I cracked open my eyelids and immediately regretted it. There was Grampy Queequeg.
“What do you want?”
“I’m helping Ishmael round up everybody that got hit by the blast,” he said.
“He asked you to do that?”
“No,” he said. “As a rule, we don’t talk to each other. It usually means one of us is about to die. But Cooper asked me to lend a hand in rounding everyone up and bringing them back to headquarters. Then, when I demurred, he started telling me many, many things I didn’t want to know.”
“Cooper? How is that weirdo?”
“Not good,” said Gramps. “He was at the apex of the pyramid when you threw the switch. He was in the middle of everything. He says he saw the whole course of human history before it was done with him.”
“He’s the same dude as the Knowledge, isn’t he?” I said.
“Who else would he be?”
“I knew it. I knew I knew him from somewhere.” But I’m also pretty sure I ran into him at a Dead show. It’s too bad Cooper’s nowhere near coherent enough to get down his take of events.

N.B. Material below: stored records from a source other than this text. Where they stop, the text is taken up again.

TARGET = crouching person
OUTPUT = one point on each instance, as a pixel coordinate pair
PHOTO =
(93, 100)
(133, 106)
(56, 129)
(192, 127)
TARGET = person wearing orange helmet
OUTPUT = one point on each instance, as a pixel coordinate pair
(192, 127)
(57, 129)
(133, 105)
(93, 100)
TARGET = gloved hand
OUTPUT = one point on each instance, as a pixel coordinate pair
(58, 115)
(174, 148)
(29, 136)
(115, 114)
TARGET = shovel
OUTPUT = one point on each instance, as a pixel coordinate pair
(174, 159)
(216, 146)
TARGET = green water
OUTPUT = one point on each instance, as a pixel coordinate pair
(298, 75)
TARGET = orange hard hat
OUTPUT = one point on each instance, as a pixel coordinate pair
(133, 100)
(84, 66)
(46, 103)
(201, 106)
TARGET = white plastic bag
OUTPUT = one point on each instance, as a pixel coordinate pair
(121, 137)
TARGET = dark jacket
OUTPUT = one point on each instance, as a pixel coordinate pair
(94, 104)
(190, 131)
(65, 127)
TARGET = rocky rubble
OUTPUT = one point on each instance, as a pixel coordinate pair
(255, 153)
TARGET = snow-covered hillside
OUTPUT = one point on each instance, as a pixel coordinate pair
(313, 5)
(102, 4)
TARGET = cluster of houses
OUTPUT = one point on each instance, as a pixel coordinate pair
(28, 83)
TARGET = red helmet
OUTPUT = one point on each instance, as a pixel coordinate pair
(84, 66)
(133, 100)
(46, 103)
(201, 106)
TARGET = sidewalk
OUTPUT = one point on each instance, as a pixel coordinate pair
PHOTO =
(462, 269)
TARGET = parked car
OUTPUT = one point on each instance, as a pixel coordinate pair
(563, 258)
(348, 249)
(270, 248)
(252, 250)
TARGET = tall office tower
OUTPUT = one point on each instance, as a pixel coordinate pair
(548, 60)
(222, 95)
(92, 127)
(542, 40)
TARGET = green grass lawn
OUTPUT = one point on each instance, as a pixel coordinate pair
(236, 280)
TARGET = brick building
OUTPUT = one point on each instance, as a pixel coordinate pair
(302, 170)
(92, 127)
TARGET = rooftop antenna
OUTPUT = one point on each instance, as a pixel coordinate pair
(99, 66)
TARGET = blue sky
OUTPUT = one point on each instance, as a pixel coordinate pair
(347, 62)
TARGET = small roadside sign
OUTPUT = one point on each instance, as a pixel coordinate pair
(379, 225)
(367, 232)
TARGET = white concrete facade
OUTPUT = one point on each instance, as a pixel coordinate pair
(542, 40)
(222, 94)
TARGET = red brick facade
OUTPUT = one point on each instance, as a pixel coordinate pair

All I can do is surmise that, as soon as the Time Barrier was down, he and his pack of wild dogs went apeshit all over the future, fighting the velociraptors who were scouring the outside of the pyramid, looking for their own way in to grab the Field Generator. Makes sense, but who knows. All that’s for certain is he was right at ground zero when the Time Bomb went off. I would say ‘poor dude,’ but having seen what he was like before, and after, I really can’t judge whether or not the whole thing might have actually been good for him. Also, I saw how he dies.
Thinking of that was really heavy. I didn’t like that.
“Come on, space cadet,” said Gramps. “There’s somebody waiting for you.”
“If it’s all the same, I’m kind of really ready for a break from Ishmael.”
“Not Ishmael,” said Gramps. “Lizzabits.”
I was up on my feet. He didn’t have to tell me twice.
* * *
The robot head, TG-XLR7, had explained it to me like this:
“The Time Bomb is the kindest kind of bomb, really. It doesn’t kill anyone. It’s just a more powerful version of the Time Barrier. Instead of keeping entities from passing a certain threshold in history, it just bounces them all back to the beginning of their own period.”
I guess that’s why we all found ourselves in Africa back in what Ishmael calls The Time of Chimpanzees. It was him and me, the usual jokers in the Cross Time Coordinating Agency Headquarters, and just about everybody from Wal that got caught up in that battle royal with the dinosaurs and robots.
With the Orb gone, the Cross-Time Agency guys all decided to vote Ishmael in as their new king, or supreme leader, or captain. I’m not even sure what they call it. I just call him ‘Hoss.’ Ishmael was highly annoyed at the prospect of being the head timecop, but at the same time he wasn’t about to let anyone else take the reins once he had them.
But I didn’t really care about that. What I cared about was that, when I stumbled into HQ, as soon as she saw me Liz pulled me close and tight. No matter what else is going on, if you’ve got a gorgeous human being who wants to hold you like that, you’ve really got something.
Also, I was looking forward to being there for the creation of history’s first taco. I was hungry something fierce.